I’m standing in the Latin American Studies department. Twilight bleeds the place of its bustle and multiple dialects of Spanish. Most of the lights are turned off, most of the doors are shut. The remains of a party litter the flat surfaces – appetizer platters with the shrimp all gone, picked-over pizza getting cold, opened bottles of wine. Maria Ortiz, my funding nemesis, passed her orals today and the department threw a goddamn fiesta to celebrate. When I passed my orals I didn’t even rate a slap on the ass. That’s the kind of warm affection I engender in people. I’d be pissed about it, except the sentiment is mutual.
I grab a bottle of something red and swig directly from it. Cabernet sauvignon. A good one, way better than the stuff I can afford.
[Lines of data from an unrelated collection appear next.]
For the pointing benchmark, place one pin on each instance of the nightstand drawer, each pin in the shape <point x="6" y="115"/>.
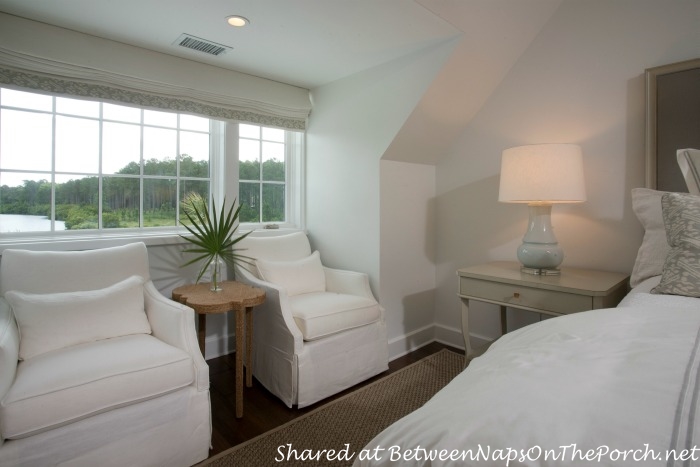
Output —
<point x="526" y="297"/>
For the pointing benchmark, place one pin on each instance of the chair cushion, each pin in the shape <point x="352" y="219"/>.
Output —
<point x="321" y="314"/>
<point x="297" y="277"/>
<point x="66" y="385"/>
<point x="57" y="320"/>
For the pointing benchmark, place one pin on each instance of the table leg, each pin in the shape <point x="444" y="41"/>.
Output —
<point x="202" y="331"/>
<point x="249" y="347"/>
<point x="240" y="338"/>
<point x="465" y="330"/>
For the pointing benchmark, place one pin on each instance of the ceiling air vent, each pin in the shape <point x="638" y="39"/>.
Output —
<point x="201" y="45"/>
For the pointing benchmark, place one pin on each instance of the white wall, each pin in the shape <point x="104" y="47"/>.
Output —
<point x="407" y="253"/>
<point x="580" y="81"/>
<point x="353" y="122"/>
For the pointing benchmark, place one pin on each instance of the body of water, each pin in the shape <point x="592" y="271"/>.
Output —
<point x="21" y="223"/>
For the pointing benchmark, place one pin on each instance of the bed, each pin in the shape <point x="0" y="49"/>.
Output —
<point x="618" y="386"/>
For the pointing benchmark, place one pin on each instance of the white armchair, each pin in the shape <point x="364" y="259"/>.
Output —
<point x="107" y="371"/>
<point x="319" y="331"/>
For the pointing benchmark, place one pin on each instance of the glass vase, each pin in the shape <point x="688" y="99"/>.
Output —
<point x="216" y="269"/>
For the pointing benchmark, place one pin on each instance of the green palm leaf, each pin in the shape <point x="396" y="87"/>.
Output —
<point x="212" y="234"/>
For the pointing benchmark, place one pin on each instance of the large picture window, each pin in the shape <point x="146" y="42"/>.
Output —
<point x="89" y="167"/>
<point x="68" y="164"/>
But I abandon it when I discover a lambrusco that hasn’t even been opened yet. I stuff the torpedo-shaped bottle into my backpack, next to last week’s undergrad assignments for “Introduction to European History”. I need to stop carrying them around and start grading them.
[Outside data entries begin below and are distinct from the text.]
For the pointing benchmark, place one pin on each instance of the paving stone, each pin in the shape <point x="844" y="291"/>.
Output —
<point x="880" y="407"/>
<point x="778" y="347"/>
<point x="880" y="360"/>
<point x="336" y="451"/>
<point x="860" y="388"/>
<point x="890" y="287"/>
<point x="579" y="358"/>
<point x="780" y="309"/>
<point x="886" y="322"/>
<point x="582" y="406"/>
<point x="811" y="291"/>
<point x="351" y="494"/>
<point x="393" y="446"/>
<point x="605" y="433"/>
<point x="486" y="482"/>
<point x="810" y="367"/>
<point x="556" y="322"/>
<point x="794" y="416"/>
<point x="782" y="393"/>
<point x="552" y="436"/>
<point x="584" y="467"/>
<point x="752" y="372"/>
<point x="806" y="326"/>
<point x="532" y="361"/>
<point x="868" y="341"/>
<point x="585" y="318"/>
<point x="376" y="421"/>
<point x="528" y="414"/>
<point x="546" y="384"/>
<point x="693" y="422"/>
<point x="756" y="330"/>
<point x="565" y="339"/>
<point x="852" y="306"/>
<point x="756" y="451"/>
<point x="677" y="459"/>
Past the lobby and administrative alcove is a hallway that deadends into an office door. The nameplate is etched without a title or the “emeritus” honorific or even a full name, just a single word – HERCULES. The door is slightly ajar with shadows inside. I make a fist and rap on the heavy wood.
“I’m not here,” a rumble answers from within.
“Eugenia says different.”
“For chrissake.” Not much of an invite, but it’ll have to do.
The office is a wide but shallow space pressed up against a wall of glass, now hidden behind vertical blinds. The left half of the room is floor-to-ceiling cherry shelves in the floor plan of an E. The right half is a sitting area with black leather couches and framed pictures of Hercules posing with luminaries, like Barack Obama and various presidents of Mexico. Spanning the halves of the room is the messy book-stacked desk where Hercules the academic and Hercules the politician collide.
The man in the pictures is seated in an imposing leather captain’s chair. His dark collar-length hair is circled by a UCLA visor. He wears a ribbed turtleneck sweater that drapes flatly into his lap. He looks up from the paperwork he’s reading and scowls, the carved mahogany of his face coming alive. “Haven’t you left for Thanksgiving yet, Mr. Roberts?”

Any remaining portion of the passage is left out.